"Based on the information available, DFPS took logical and prudent steps to protect the health and safety of Katie Wernecke and her siblings," said Darrell Azar, spokesman for the Department of Family and Protective Services. "The outcome of the appeal is mixed and the agency is reviewing its legal options."
Katie Wernecke's parents, Edward and Michelle Wernecke, sued the state worker and several others in 2007 alleging violations of their Fourth Amendment protections against unreasonable search and seizure.
In court documents, Edward Wernecke said he allowed the constables into his home but not Linda Kim Garcia, an investigative specialist with the state agency. They were looking for his daughter, who he said was not there.
Neither the Werneckes nor their lawyer immediately returned phone calls to The Associated Press for comment Thursday.
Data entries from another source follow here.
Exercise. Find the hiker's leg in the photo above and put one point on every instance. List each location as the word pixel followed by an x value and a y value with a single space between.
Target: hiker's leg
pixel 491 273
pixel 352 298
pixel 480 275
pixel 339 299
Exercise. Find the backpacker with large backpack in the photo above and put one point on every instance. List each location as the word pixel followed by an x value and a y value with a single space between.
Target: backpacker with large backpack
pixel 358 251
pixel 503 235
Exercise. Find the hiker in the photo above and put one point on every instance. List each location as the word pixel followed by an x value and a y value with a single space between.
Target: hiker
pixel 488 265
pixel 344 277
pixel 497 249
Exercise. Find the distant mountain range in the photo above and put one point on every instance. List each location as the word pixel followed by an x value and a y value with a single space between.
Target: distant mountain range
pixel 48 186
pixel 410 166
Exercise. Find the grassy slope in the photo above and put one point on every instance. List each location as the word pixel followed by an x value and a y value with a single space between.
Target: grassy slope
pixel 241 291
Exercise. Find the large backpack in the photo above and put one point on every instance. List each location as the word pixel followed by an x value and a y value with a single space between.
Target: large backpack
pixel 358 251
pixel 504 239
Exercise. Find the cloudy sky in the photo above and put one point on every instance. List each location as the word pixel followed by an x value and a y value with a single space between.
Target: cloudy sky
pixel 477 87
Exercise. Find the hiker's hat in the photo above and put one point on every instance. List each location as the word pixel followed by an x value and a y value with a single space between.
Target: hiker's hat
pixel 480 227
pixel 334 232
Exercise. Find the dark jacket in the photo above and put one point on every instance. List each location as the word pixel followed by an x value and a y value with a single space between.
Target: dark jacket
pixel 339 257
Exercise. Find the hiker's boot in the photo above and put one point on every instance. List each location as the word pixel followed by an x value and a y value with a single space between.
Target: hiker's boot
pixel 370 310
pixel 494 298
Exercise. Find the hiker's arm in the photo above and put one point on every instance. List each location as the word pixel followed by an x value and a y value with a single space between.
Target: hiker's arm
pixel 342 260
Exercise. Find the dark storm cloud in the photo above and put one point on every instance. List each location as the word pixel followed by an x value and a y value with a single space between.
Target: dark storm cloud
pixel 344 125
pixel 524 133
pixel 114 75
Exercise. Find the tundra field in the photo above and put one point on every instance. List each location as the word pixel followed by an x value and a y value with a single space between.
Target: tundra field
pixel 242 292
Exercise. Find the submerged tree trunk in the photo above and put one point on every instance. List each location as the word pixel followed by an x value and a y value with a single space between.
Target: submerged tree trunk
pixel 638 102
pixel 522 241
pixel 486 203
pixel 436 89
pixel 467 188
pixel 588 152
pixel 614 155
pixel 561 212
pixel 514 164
Katie Wernecke was diagnosed with Hodgkin's disease, a form of cancer affecting the lymph nodes, in January 2005. She underwent and responded well to chemotherapy. But court records show that in May 2005, her doctors recommended she also receive radiation treatments to prevent a reoccurrence. Her parents refused, so her doctor notified state protective services.
Garcia told Wernecke's mother that she needed to schedule an appointment for her daughter's radiation treatment. When the mother didn't make the appointment, Garcia requested and received an order from a Nueces County judge to take Katie Wernecke into protective custody.
In its opinion released Tuesday, the three-judge appeals court panel said Garcia was able to enter the home to look for Katie Wernecke without a search warrant because she had a court order to take the girl into protective custody. The U.S. District Court had rejected Garcia's argument that her actions were protected by the qualified immunity given to public employees acting in the course of their duties.
Garcia found the Werneckes living in "deplorable" conditions, according to court records. Paper, food, trash and clothes sat in piles throughout the home, and medications and syringes were within the reach of children, the records show.
But the court considered Edward Wernecke's description of the home as merely "cluttered" and accepted his explanation that he had been in the process of preparing his daughter's various medications for the week when Garcia arrived.
Edward Wernecke refused to agree to a plan that would have allowed two of his sons to stay in the home if he cleaned it up. When the plan didn't happen and an attempt to take the boys to their grandparents' home failed, Garcia took the two boys into state custody with her supervisor's approval.
The appeals court affirmed the lower court's decision that Garcia did not have immunity from the allegation that she improperly took the two Wernecke boys.
"The warrantless seizure of the Wernecke boys -- in the absence of any imminent danger -- was a constitutional violation," the appeals judges wrote.
Investigators later learned that Katie Wernecke was hiding at a family ranch several hours away with her mother and youngest brother.
Finally, the appeals court ruled that Garcia's supervisor was not liable because she had only passed on a decision from her boss to seize the boys.